[U-Boot] [PATCH 2/2] rockchip: rk3399: rockpro64: enable force power on reset workaround
Lee Jones
lee.jones at linaro.org
Thu May 19 01:17:14 PDT 2022
On Wed, 18 May 2022, Peter Geis wrote:
> On Wed, May 18, 2022 at 7:56 AM Lee Jones <lee.jones at linaro.org> wrote:
> >
> > Looping int a few relevant/active kernel people/lists for full coverage.
> >
> > On Sun, 01 Dec 2019, Hugh Cole-Baker wrote:
> > > > On 29 Nov 2019, at 01:06, Vasily Khoruzhick <anarsoul at gmail.com> wrote:
> > > > On Thu, Nov 28, 2019 at 4:59 PM Kever Yang <kever.yang at rock-chips.com> wrote:
> > > >>
> > > >> Hi Vasily,
> > > >>
> > > >> On 2019/11/28 下午11:51, Vasily Khoruzhick wrote:
> > > >>> On Thu, Nov 28, 2019 at 1:23 AM Kever Yang <kever.yang at rock-chips.com> wrote:
> > > >>>> Hi Vasily,
> > > >>>>
> > > >>>> I think this should not be needed, see comments below.
> > > >>> Hi Kever,
> > > >>>
> > > >>> I've spent 2 weeks of my evenings debugging this issue but
> > > >>
> > > >> I can understand you work pretty hard on make it work, it's not so easy
> > > >> to identify the root cause
> > > >>
> > > >> some times, thanks very much for working on this.
> > > >>
> > > >>> unfortunately I don't have a proper fix. This is the only solution
> > > >>> that makes my rockpro64 reboot reliably with mainline u-boot and ATF.

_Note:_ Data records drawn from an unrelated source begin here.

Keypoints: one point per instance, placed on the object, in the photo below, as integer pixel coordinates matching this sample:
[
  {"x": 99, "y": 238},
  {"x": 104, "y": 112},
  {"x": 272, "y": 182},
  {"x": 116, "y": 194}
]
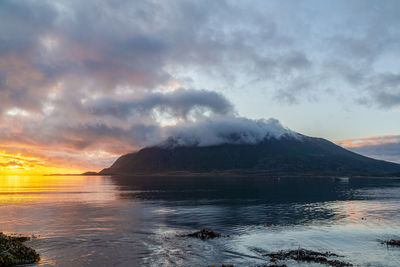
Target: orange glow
[
  {"x": 19, "y": 189},
  {"x": 18, "y": 164}
]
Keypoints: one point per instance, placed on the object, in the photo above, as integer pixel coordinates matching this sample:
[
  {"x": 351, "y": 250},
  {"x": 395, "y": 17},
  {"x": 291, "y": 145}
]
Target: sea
[{"x": 142, "y": 221}]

> > > >>> See my comments below.
> > >
> > > I also had a problem where Linux would hang or panic after rebooting, with
> > > mainline u-boot and ATF on a rockpro64. This patch does fix the issue for me,
> > > I have tested it by performing 10 reboots from Linux in a row and I've seen
> > > no hangs or panics.
> > >
> > > I noticed the Armbian project have recently included a patch to ATF [1] which
> > > switches all power domains on before ATF performs a soft reset. I have also
> > > tested using u-boot mainline, without any patches to u-boot, but including ATF
> > > patched with your reset fix [2] and the Armbian power domains patch [1]. This
> > > also fixes the same hanging on reboot issue for me without modifications to
> > > u-boot, I've also tested 10 reboots in a row with this ATF and seen no hangs.
> > >
> > > So this u-boot patch may not be needed if ATF is patched instead to switch
> > > power domains on before soft reset.
> > >
> > > FWIW, when I was able to see panic messages from Linux when it panicked on
> > > boot, the call trace always seemed to include rockchip_pd_power_off() [3].
> > >
> > > [1] https://github.com/armbian/build/blob/master/patch/atf/atf-rk3399/switch-power-domains-on-before-reset.patch
> > > [2] https://review.trustedfirmware.org/c/TF-A/trusted-firmware-a/+/2512
> > > [3] https://gist.github.com/sigmaris/c0e155c8cb0a325d84f549185f9a568c
> >
> > This last paste looks remarkably similar to an issue currently seen on
> > the Radxa ROCK Pi 4B (RK3399) during power-up after a soft reboot
> > (`sudo reboot`) is issued. We're presently running v5.15.35 [0].
>
> Good Evening,
Hi, Peter,
Thank you so much for your reply.
> That's definitely not stock v5.15.35, it's been tagged as an android kernel.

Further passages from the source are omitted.